More chilling, good citizen, is the implications ‘Peak Oil’ has for ‘the world’s breadbasket’. We became the world’s breadbasket thanks to ‘automation’. Much of China’s success is heavily reliant on cheap food imported from…you know where (and they don’t pay anywhere near what we pay!)

Call it a ‘government subsidy’…

Did I mention that Mother Nature DOESN’T HAVE A CASH REGISTER?

How many times do I have to repeat something before it sinks in?

How ironic is it that the thieves say it themselves…’If they knew what we were up to they’d lynch us on the spot!’

But STILL I digress!

The ‘point’ that struck most of you right in the eye (that Mr. Kristof appears to have missed) is how China came to enjoy this sudden change of fortune!

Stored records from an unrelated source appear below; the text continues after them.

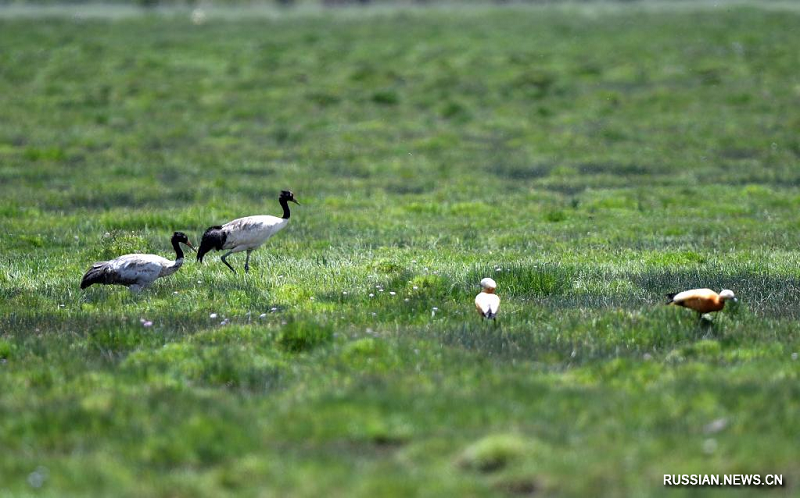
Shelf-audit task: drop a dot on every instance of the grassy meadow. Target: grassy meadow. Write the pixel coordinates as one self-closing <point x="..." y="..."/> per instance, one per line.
<point x="589" y="158"/>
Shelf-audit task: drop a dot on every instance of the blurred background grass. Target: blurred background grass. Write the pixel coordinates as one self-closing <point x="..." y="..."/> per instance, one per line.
<point x="590" y="158"/>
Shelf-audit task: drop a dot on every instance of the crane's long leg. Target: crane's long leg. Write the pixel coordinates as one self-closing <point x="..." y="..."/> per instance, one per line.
<point x="224" y="260"/>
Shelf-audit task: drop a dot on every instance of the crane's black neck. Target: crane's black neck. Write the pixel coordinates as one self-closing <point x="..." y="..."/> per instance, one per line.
<point x="178" y="251"/>
<point x="285" y="206"/>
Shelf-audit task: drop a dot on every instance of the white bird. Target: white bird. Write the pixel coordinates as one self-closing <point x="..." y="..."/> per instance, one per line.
<point x="136" y="271"/>
<point x="701" y="300"/>
<point x="487" y="302"/>
<point x="245" y="234"/>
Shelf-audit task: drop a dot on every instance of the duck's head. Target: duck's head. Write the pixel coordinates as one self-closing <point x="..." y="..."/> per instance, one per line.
<point x="180" y="237"/>
<point x="287" y="195"/>
<point x="488" y="285"/>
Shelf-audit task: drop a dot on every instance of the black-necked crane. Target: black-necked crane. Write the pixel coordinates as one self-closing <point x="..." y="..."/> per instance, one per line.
<point x="136" y="271"/>
<point x="245" y="234"/>
<point x="487" y="303"/>
<point x="701" y="300"/>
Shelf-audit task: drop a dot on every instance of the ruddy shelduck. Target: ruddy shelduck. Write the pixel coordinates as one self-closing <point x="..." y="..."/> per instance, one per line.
<point x="701" y="300"/>
<point x="487" y="303"/>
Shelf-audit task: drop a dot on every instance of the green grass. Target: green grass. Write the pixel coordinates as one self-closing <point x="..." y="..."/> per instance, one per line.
<point x="589" y="159"/>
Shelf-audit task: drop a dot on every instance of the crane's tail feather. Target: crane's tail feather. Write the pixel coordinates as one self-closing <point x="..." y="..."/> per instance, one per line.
<point x="95" y="275"/>
<point x="213" y="238"/>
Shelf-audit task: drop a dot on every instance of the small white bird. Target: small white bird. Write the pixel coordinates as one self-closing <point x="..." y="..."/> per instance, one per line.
<point x="701" y="300"/>
<point x="245" y="234"/>
<point x="136" y="271"/>
<point x="487" y="303"/>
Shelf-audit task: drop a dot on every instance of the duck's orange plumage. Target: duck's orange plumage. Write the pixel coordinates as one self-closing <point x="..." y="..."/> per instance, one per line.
<point x="701" y="300"/>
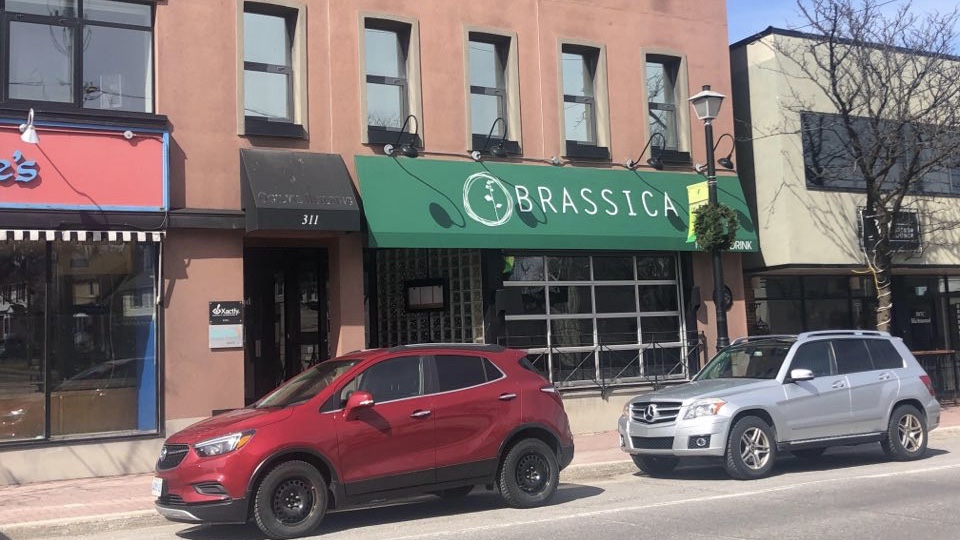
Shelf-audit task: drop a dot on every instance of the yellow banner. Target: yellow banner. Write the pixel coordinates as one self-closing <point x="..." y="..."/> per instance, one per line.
<point x="697" y="196"/>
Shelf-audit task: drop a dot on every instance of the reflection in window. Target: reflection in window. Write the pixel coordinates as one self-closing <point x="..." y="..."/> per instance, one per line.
<point x="23" y="266"/>
<point x="662" y="73"/>
<point x="385" y="45"/>
<point x="112" y="40"/>
<point x="268" y="36"/>
<point x="97" y="333"/>
<point x="599" y="316"/>
<point x="93" y="352"/>
<point x="487" y="56"/>
<point x="579" y="66"/>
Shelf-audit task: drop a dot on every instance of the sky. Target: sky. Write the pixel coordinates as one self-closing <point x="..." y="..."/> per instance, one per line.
<point x="748" y="17"/>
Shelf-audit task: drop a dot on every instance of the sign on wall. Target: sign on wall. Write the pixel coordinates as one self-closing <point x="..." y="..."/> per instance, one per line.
<point x="77" y="168"/>
<point x="226" y="324"/>
<point x="905" y="233"/>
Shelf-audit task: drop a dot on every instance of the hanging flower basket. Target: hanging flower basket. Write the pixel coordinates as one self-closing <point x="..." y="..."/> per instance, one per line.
<point x="715" y="226"/>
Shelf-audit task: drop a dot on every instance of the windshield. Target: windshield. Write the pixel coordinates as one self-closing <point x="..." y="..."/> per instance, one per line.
<point x="756" y="360"/>
<point x="307" y="384"/>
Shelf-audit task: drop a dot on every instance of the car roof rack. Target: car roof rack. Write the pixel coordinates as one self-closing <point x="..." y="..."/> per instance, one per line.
<point x="747" y="339"/>
<point x="828" y="333"/>
<point x="486" y="347"/>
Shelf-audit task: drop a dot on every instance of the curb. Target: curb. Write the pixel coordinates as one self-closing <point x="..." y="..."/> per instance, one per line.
<point x="140" y="519"/>
<point x="72" y="527"/>
<point x="597" y="471"/>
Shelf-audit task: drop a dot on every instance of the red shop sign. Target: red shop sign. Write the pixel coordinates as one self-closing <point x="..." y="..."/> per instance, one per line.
<point x="83" y="169"/>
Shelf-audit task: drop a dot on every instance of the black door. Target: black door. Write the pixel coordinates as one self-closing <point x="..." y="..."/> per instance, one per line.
<point x="287" y="318"/>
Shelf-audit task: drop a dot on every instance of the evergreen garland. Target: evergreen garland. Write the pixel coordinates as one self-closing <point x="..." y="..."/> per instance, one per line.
<point x="715" y="226"/>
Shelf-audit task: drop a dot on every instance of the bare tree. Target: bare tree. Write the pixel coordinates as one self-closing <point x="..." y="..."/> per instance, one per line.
<point x="891" y="79"/>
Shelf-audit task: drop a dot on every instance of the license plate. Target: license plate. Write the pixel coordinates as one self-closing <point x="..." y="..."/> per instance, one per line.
<point x="156" y="488"/>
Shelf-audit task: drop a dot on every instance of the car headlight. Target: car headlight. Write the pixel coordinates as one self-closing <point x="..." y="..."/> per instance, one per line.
<point x="223" y="445"/>
<point x="704" y="407"/>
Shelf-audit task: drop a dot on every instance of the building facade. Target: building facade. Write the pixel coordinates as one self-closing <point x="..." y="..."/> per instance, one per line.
<point x="810" y="273"/>
<point x="347" y="174"/>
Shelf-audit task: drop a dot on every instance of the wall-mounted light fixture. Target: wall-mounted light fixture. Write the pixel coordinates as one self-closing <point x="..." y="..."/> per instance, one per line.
<point x="408" y="148"/>
<point x="726" y="162"/>
<point x="28" y="132"/>
<point x="654" y="160"/>
<point x="497" y="151"/>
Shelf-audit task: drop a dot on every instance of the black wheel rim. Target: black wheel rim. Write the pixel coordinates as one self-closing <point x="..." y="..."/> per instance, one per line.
<point x="292" y="501"/>
<point x="533" y="473"/>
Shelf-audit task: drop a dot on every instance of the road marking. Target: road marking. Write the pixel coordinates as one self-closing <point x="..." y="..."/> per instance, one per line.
<point x="638" y="507"/>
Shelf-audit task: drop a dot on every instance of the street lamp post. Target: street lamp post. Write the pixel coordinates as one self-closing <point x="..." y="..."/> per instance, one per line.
<point x="707" y="106"/>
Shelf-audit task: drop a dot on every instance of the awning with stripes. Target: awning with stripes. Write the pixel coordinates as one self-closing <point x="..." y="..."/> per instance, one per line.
<point x="37" y="235"/>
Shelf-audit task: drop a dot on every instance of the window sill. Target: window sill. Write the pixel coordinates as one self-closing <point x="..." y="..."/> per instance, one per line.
<point x="478" y="142"/>
<point x="579" y="150"/>
<point x="63" y="113"/>
<point x="259" y="127"/>
<point x="377" y="135"/>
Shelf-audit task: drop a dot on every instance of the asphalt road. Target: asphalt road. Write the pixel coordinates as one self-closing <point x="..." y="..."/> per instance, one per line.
<point x="852" y="493"/>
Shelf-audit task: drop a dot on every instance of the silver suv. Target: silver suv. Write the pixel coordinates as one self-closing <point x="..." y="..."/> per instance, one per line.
<point x="769" y="394"/>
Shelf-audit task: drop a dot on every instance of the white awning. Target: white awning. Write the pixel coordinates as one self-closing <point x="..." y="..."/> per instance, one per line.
<point x="36" y="235"/>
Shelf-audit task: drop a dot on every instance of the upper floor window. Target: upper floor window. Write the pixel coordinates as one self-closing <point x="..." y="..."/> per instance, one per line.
<point x="271" y="70"/>
<point x="493" y="92"/>
<point x="829" y="161"/>
<point x="94" y="54"/>
<point x="583" y="121"/>
<point x="390" y="61"/>
<point x="661" y="79"/>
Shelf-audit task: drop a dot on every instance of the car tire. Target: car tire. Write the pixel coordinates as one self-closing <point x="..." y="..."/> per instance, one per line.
<point x="453" y="493"/>
<point x="529" y="474"/>
<point x="655" y="465"/>
<point x="906" y="437"/>
<point x="290" y="501"/>
<point x="808" y="454"/>
<point x="751" y="449"/>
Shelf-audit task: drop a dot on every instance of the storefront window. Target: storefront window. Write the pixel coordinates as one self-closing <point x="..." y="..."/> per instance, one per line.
<point x="22" y="306"/>
<point x="90" y="357"/>
<point x="794" y="304"/>
<point x="595" y="316"/>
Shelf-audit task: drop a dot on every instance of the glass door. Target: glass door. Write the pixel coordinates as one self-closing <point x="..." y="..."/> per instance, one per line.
<point x="287" y="321"/>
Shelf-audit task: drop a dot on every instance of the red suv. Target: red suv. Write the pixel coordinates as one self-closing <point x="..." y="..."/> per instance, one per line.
<point x="371" y="425"/>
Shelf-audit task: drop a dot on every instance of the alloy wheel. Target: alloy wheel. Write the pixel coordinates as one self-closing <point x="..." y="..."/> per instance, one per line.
<point x="755" y="448"/>
<point x="292" y="501"/>
<point x="911" y="433"/>
<point x="532" y="473"/>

Geez Louise, you don’t suppose this sudden turnaround in lifestyle is due to the fact they are now doing our jobs, do you?

OH, but wait a minute…those actually aren’t ‘our’ jobs, they belong to the capitalist who generously awards them to the ‘lowest bidder’!

It would be ‘semantics’, I’m sure, to point out that the ‘demand’ for the products they make only existed here until just recently. Which is to ask how ‘fortunate’ is it for the capitalist that the Communist Chinese can set the value of their currency wherever they need it to be? (Something we can do here too, IF we wanted to…but, naturally, that would eliminate China’s advantage!)

Do the words ‘captive audience’ mean anything to you?

If you understand what I’m saying then it should be clear just how badly the capitalists are fucking us!

And, PS, by the way…there IS another way!

If you don’t understand what I’m saying then there isn’t much hope.

So, good citizen, who, if anybody ‘missed the point’?